Once he began using engines, Gukesh’s approach changed drastically, Vishnu points out. “He seemed happy to attack from the outset with very early aggression and much sharper openings. Things he wouldn’t do earlier.”
Even as a 12-13-year-old, Gukesh’s confidence stood out. “He was always pushing for a win,” says Aronian.
Gukesh has only grown hungrier and more dangerous. His game against Wei Yi at the Olympiad this year – where he posed problems, drummed up tension and played with great accuracy to find only moves (any other move can lead to loss of material, disadvantageous position or checkmate) in the endgame – was revelatory of his resourcefulness and killer instinct.
It’s the stuff that sets apart good players from the extraordinary ones.
Gukesh’s calculation abilities have been the subject of much admiration, with even world No 1 Magnus Carlsen wondering aloud how the teen finds the time to calculate so deeply during a game.
“Gukesh is a very precise player,” says Aronian, “For example, certain positions that Gukesh goes for, I would never consider. It’s because I would be telling myself that, ‘okay, this can only work if I sit and calculate it till the very end’. So, he’s certainly far more ambitious and is willing to accept lots of challenges on the board. It’s not the style, or manner in which generations of players before him functioned. This is the new age of chess.”

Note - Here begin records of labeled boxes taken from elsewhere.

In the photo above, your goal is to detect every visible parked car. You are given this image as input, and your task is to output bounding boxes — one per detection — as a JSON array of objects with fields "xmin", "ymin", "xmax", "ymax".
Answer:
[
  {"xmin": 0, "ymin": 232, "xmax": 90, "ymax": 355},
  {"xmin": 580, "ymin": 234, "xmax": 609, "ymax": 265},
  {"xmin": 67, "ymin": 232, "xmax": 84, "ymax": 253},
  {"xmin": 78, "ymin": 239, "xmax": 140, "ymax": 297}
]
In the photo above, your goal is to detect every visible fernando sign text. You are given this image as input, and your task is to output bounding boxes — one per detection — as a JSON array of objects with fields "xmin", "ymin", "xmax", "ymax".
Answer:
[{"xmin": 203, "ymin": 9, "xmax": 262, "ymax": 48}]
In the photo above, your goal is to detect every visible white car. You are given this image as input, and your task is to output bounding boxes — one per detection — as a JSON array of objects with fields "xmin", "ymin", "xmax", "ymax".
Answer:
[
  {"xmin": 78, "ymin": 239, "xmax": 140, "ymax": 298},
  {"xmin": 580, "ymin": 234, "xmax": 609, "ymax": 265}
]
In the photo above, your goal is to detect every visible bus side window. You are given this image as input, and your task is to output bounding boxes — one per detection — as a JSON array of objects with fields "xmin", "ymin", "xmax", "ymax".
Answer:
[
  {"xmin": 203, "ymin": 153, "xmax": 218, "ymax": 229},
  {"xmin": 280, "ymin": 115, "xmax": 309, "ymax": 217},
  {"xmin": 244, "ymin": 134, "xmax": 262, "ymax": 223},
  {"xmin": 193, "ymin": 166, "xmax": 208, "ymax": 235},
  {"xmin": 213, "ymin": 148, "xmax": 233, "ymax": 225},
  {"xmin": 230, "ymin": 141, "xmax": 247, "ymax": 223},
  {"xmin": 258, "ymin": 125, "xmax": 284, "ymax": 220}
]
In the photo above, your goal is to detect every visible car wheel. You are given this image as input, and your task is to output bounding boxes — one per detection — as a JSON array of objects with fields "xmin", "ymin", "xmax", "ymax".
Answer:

Gukesh’s tenacity has been rewarded with early success. At 18, he is bidding to become world champion. The hot spotlight of fame must now feel familiar, after historic showings at the Candidates and the Olympiad. He spent part of the pandemic reading My Great Predecessors, in which Garry Kasparov discusses the world champions who preceded him, while also following the Candidates and rooting for Ding.
Little did he know that he would be battling the same guy for a world title in a couple of years. A quirk of fate, fuelled by dollops of talent and ambition. Though Gukesh goes in as favourite based on recent form, match play is a whole different beast – both in kind and enormity. How will he hold up?